Dans son temple vide, le chevalier d'or rembobine le film de sa vie. Son retour parmi ses pairs ne se déroule pas sans heurt. De cela, il ne s'était pas leurré. Accepter et pardonner, sont des actes d'un désintéressement que bon nombre de ses homonymes ne peuvent lui accorder.

Comment pourrait-il leur en vouloir ?

Après tout, il a commis maints crimes. Comme les autres, mais lui se rapproche du pire, puisque les ordres venaient de lui.

La peur qu'il inspire toujours le démolit petit à petit, car encore maintenant on le regarde de travers : les apprentis, les enfants de la ville, les civils, certains confrères. Quand ce n'est tout simplement pas de la haine, ne se dissimulant même pas dans leurs prunelles noires de rancœur.

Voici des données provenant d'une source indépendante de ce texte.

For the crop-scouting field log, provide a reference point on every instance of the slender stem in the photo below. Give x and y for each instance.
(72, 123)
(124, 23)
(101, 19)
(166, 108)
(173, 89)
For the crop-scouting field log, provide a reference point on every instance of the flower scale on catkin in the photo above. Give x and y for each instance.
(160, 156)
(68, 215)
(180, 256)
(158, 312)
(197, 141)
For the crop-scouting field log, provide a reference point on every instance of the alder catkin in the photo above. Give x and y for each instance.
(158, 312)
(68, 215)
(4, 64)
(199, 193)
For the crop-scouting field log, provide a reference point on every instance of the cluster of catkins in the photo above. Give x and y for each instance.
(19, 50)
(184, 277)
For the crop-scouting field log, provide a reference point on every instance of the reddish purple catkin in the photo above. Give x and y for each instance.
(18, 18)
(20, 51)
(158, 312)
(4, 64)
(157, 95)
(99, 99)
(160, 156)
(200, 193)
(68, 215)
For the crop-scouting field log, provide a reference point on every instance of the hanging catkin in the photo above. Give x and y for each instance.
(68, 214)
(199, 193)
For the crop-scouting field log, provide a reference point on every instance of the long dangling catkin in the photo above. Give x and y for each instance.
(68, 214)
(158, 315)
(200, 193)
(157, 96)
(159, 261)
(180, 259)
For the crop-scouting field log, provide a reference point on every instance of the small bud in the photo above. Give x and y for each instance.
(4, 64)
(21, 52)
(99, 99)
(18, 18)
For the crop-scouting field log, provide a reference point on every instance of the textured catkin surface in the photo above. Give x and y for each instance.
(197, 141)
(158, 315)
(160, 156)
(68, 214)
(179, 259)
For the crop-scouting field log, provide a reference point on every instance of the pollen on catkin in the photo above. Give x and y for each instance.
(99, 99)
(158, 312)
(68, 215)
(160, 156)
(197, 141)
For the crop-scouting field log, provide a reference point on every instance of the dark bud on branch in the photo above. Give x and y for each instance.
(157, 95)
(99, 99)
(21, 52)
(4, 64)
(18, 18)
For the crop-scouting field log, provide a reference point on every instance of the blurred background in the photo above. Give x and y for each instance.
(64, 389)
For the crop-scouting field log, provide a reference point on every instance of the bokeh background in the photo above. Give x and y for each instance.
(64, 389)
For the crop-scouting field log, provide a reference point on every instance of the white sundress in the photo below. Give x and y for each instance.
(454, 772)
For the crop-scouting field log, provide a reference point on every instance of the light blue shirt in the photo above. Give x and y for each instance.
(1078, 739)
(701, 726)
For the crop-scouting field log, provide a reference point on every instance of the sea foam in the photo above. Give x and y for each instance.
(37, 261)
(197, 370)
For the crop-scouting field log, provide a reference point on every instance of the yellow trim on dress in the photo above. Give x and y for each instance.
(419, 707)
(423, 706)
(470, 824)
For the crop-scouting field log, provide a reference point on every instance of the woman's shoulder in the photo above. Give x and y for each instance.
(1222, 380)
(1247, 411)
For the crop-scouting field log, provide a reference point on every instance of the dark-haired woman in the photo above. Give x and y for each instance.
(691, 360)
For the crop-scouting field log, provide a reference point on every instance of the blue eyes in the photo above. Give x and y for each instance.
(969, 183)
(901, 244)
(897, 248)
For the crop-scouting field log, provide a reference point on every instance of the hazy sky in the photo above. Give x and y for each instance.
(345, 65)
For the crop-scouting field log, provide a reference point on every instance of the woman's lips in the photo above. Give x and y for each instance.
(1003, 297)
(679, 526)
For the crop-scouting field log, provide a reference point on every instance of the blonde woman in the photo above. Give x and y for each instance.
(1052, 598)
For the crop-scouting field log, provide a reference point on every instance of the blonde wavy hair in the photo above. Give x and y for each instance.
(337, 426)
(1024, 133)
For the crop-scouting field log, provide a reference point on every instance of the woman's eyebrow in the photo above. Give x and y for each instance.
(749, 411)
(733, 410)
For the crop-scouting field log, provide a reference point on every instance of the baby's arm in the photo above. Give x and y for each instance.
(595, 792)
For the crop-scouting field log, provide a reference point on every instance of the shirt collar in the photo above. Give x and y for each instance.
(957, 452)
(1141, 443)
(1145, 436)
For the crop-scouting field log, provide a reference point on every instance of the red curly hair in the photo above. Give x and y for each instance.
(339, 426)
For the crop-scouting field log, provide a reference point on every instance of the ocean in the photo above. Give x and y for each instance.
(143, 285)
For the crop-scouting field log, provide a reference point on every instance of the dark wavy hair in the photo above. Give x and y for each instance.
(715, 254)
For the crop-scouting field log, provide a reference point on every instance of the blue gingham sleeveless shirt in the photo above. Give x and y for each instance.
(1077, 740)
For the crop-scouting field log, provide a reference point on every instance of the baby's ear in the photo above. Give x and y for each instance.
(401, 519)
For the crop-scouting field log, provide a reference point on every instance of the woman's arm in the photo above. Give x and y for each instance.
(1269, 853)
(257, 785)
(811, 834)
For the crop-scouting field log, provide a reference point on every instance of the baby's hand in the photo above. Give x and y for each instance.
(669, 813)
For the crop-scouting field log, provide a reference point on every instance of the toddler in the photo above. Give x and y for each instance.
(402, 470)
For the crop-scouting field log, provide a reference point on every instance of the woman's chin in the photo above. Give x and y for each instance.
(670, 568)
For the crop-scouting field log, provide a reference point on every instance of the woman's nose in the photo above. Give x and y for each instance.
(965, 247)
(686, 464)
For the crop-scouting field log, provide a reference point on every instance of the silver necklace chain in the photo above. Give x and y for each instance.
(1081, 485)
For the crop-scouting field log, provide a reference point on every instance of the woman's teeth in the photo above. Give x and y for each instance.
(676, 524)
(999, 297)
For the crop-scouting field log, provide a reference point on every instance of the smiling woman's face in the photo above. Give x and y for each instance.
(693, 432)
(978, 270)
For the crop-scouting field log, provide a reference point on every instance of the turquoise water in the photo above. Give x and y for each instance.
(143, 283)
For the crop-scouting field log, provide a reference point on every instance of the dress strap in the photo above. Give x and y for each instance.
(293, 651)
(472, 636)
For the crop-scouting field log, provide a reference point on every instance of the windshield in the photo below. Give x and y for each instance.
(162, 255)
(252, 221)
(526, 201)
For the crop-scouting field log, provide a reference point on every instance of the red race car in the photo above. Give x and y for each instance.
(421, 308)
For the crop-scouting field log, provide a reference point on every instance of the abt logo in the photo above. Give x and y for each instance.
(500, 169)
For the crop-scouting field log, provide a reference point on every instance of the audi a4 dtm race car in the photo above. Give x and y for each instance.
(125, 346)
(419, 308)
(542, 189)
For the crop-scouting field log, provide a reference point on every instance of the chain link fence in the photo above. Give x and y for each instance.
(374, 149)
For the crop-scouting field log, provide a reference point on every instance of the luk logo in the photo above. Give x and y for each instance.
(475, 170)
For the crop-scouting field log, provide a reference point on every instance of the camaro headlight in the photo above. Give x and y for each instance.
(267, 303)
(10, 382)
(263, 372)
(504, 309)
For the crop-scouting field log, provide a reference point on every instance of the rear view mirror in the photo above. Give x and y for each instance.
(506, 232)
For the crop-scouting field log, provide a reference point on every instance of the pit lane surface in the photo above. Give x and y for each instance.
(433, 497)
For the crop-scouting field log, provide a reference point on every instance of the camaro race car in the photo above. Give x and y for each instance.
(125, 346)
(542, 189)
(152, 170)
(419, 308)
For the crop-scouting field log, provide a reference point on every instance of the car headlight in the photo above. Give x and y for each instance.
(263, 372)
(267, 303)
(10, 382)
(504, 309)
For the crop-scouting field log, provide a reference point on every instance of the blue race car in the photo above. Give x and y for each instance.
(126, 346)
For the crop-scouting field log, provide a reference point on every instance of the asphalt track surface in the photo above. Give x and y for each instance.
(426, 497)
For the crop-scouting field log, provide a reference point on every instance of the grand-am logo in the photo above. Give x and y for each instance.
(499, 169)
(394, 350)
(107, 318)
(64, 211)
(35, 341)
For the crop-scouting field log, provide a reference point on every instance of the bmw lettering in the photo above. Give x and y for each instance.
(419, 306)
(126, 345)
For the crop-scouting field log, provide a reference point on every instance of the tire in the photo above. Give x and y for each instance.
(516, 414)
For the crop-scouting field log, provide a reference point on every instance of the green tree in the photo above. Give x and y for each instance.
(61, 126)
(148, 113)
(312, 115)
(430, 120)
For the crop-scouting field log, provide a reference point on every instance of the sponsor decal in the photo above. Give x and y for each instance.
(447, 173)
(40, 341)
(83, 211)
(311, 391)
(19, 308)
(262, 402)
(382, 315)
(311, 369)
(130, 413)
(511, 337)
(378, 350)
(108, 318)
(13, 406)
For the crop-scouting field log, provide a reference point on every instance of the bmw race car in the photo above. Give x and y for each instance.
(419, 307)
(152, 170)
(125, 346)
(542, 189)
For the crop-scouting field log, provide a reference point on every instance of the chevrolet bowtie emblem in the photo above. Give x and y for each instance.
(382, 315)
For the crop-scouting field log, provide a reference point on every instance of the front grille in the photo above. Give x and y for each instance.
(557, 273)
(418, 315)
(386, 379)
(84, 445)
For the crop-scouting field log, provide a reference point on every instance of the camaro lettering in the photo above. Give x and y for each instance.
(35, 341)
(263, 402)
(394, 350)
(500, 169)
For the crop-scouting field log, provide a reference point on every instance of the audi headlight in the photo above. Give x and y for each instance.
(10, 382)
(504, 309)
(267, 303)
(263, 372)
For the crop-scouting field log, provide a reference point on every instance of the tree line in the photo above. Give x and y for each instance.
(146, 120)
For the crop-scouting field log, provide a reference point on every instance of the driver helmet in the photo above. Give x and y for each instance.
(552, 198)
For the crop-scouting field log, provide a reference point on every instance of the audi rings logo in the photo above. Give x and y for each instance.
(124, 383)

Saga subit en silence, faisant semblant de rien. Il affronte les murmures sur son passage, la tête haute, et ne plie pas devant les rictus de mépris. C'est un demi-dieu, enfin peut être plus désormais… Oui, tout compte fait, il ne mérite plus cette appellation. Elle appartient au passé, comme le reste.

L'homme se fige devant le tableau qui s'ouvre de son temple. La mer semble calme aujourd'hui, pas un nuage ne vient voiler le ciel limpide. Si seulement cela pouvait être le présage d'un avenir meilleur. En bon pessimiste, le Gémeau ne se fait pas d'illusion.

Il doit y aller, son rendez-vous l'attend. En passant près de la table de la cuisine, il aperçoit un mot posé dessus.

« Ne m'attends pas ce soir, je ne rentre pas. Bonne journée. Kanon. »

Simple, concis, sans fioriture. Tout l'esprit du cadet quoi. Un soupir de résignation franchit les lèvres de Saga. Son frère est parti retrouver ce juge de malheur, le délaissant au profit de son bonheur. Mais, ne le mérite-il pas ? Sans approfondir sa réflexion, l'aîné connaît déjà la réponse : bien sûr que si. Kanon n'a que trop souffert à cause de ses actes barbares, alors, pour éviter les disputes et pour déculpabiliser son frère, Saga ne dit rien. Consentant implicitement à cette liaison dénaturée. Et puis après tout, qui est-il pour juger du bien ou du mal ? De la morale, de la perversion ?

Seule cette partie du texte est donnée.